L’autre chose. Dites-moi M. le président, vous avez été président de ce pays, est-ce qu’en votre temps, un chef de l’Etat peut avoir un coffre-fort à la maison, au bureau et même dans la voiture ? Sinon, dites-moi M. le président, combien gagne un chef de l’Etat au Bénin et comment ne pas pouvoir justifier ce qu’on dépense. Si moi aujourd’hui, on me traite de pilleur de l’économie, j’ai au moins des documents pour prouver l’origine de mes fonds. Je veux comprendre, si aujourd’hui, le président Emile Derlin Zinsou sort 100 milliards, on va lui poser la question de savoir qu’est-ce qu’il a fait pour gagner 100 milliards. Car, de tout le temps, il a travaillé et même quand il a été président de la République, il ne peut pas avoir travaillé pour 100 milliards. Ce n’est pas possible. Un salaire, 30 ans de service, même celui qui n’est pas allé à l’école peut quand même faire un petit calcul pour savoir combien ça fait. Alors franchement, aujourd’hui, ce qui se passe dans le pays, il faudrait qu’on se dise la vérité. Si les gens estiment que nous, on a volé en notre temps, Dieu a alors béni ce vol. Imaginez un instant qu’on n’existe pas et que le G13 n’existe pas. Qu’allait devenir le pays ? Depuis que le G13 a quitté la mouvance (je parle sous le contrôle de l’honorable Yahouédéou), est-ce que le pouvoir en place a pu reconstituer cette majorité ? Imaginez un instant qu’on ne les ait pas aidés à un moment à avoir la majorité.
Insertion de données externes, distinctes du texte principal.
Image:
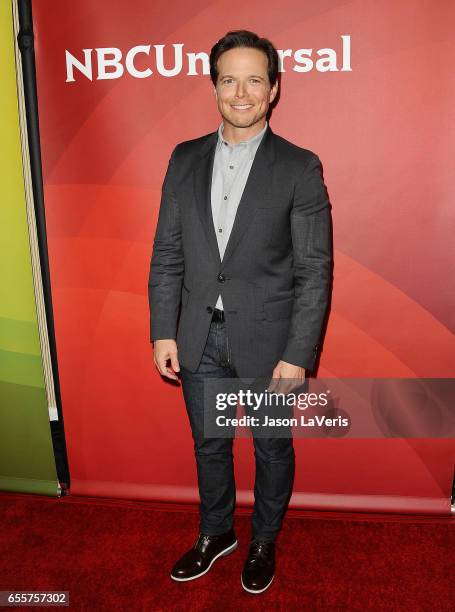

Qu’est-ce qu’ils allaient devenir ? Donc le G13 est béni et nous qui soutenons le G13, nous sommes bénis et si les gens pensent qu’on a volé, je ne leur opposerai plus un refus mais je leur dirai que Dieu a béni notre vol. Entre autres, c’est grâce à nous qu’on a une télévision qui arrive à dénoncer un certain nombre de choses. Je vous demande de prier afin que Dieu continue de bénir ce qu’on a volé et qu’il nous aide à comprendre les dépenses qu’ils font et d’où proviennent les fonds. Si on sait d’où proviennent les fonds, on pourra faire le débat. Ce qui me surprend, c’est quand ils nous critiquent et qu’au même moment, ils font des dépenses et on ne sait pas d’où proviennent les fonds. Je vous assure aujourd’hui qu’à l’Assemblée nationale, quand il y a un vote, tout ce qu’ils sortent en terme de millions et de milliards pour distribuer aux gens, c’est énorme...Un jour, le président Zinsou a demandé à parler à nous du G13, parce que le chef de l’Etat lui a demandé de nous parler. Quand il a fini,
Je lui est en retour demandé, lui qui a été président et qui a des références s’il est aujourd’hui fier de son pays. Je lui ai dit tout ça pour qu’il comprenne exactement le sens de notre combat. Quand j’ai parlé au président, il n’a plus continué. Sinon, il était dans la logique que le G13 revoie sa position pour qu’on essaie de l’aider parce que le président le lui a demandé.
Reckya a triché
Ce qui se passe aujourd’hui, c’est la honte. Le Bénin regorge de beaucoup de cadres. Pourquoi les gens cherchent à tricher. Moi, je peux dire que je n’ai aucun diplôme. Mais je suis quand même allé à l’école. Mais d’autres n’ont pas de diplôme mais pourquoi, ils veulent tricher. Reckya Madougou qui a sorti sa saloperie de livre sur Kérékou était mon employée. Elle dit dans son livre qu’elle a fait le 3ème cycle. Quand on a fait le 3ème cycle, on dit l’école où on a été, on donne les références, on a des promotionnaires et ça permet de comprendre. Quand on est docteur, il faut donner des références pour que les gens sachent (Honorable Yahouédéou vous êtes Dr, vous pouvez quand même dire dans quelle école vous avez été). Bref, pour conclure, il ne faut pas accepter que les gens continuent de nous mentir. Il faut que vous ayez le courage de dire la vérité. Ce qui se passe aujourd’hui, c’est grave pour le Bénin. Ce n’est pas bon. Il y a beaucoup de références au Bénin, on n’a donc pas besoin de mentir. Aujourd’hui, quand on parle de cadres, est-ce que vous êtes fiers de ceux qui sont alignés dans le gouvernement comme cadres ? Est-ce qu’il y a la sincérité, est-ce qu’il y a la vérité ? Voilà chers mesdames et messieurs les points sur lesquels j’aimerais que vous axiez vos débats et qu’à la sortie de ce conseil national, vous puissiez nous dire concrètement comment allons nous procéder pour que le Bénin retrouve sa place de grand pays de démocratie, de référence et pour que les mânes de nos ancêtres, les Béhanzin, Kaba reposent en paix ».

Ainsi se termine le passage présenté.